Opportunities for future research
There were some interesting and unexpected findings as a result of this study. First of all, the analysis shows that Hispanic race was somewhat of a protective factor for TF amputation. We cannot draw any conclusions as to why this relationship occurred, but it is an unusual finding and needs to be addressed with more specific research in the future. Second, the data show that a diagnosis of cerebrovascular disease puts an individual at a significantly greater risk of TF amputation (OR 2.12; 95% CI 2.03, 2.23).

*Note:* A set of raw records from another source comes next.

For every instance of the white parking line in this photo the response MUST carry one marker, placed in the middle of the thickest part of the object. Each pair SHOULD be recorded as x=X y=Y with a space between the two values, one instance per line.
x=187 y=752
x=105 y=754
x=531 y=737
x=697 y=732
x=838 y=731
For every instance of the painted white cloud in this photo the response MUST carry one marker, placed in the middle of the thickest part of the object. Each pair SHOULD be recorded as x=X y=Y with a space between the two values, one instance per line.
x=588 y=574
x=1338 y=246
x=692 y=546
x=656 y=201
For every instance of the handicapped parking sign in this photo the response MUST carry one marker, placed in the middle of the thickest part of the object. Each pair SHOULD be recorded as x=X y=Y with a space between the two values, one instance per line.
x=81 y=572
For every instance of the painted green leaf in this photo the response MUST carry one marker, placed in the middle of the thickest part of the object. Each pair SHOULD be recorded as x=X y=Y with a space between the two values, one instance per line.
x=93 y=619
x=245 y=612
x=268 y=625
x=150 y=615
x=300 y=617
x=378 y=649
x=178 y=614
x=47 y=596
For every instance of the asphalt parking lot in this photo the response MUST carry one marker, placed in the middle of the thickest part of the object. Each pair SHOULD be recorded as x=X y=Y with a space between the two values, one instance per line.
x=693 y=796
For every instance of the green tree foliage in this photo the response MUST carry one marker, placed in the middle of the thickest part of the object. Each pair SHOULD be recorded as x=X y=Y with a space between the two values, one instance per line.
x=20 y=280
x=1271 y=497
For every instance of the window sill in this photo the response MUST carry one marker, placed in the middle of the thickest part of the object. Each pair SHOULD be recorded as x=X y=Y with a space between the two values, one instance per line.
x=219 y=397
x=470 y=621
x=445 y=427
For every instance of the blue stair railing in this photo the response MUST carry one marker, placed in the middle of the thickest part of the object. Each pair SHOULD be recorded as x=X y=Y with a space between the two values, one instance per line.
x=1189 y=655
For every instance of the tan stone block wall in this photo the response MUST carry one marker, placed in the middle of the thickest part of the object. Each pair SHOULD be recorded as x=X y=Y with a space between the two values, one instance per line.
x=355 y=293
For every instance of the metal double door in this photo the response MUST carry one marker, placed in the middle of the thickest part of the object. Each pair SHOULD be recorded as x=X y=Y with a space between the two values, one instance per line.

This is a significant finding that also warrants further investigation.
Conclusion
The disparity in level of amputation between females and males and individuals of black and white race has not been meaningfully affected by increased government and policy attention to the issue of health disparities over the 10-year period of our study. This is concerning as a level of amputation has a significant relationship with an individual’s function and quality of life. These findings should stimulate thought and research around the ideas of clinical decision support and public health initiatives that might allow for more meaningful change over time.
Footnotes
Declaration of conflicting interest
The authors declare that there is no conflict of interest.
Funding
This study was supported by an internal Provost’s Grant at Widener University and the Springfield College Research Fund.
No commercial party having a direct financial interest in the results of the research supporting this article has or will confer a benefit upon the authors or upon any organization with which the authors are associated.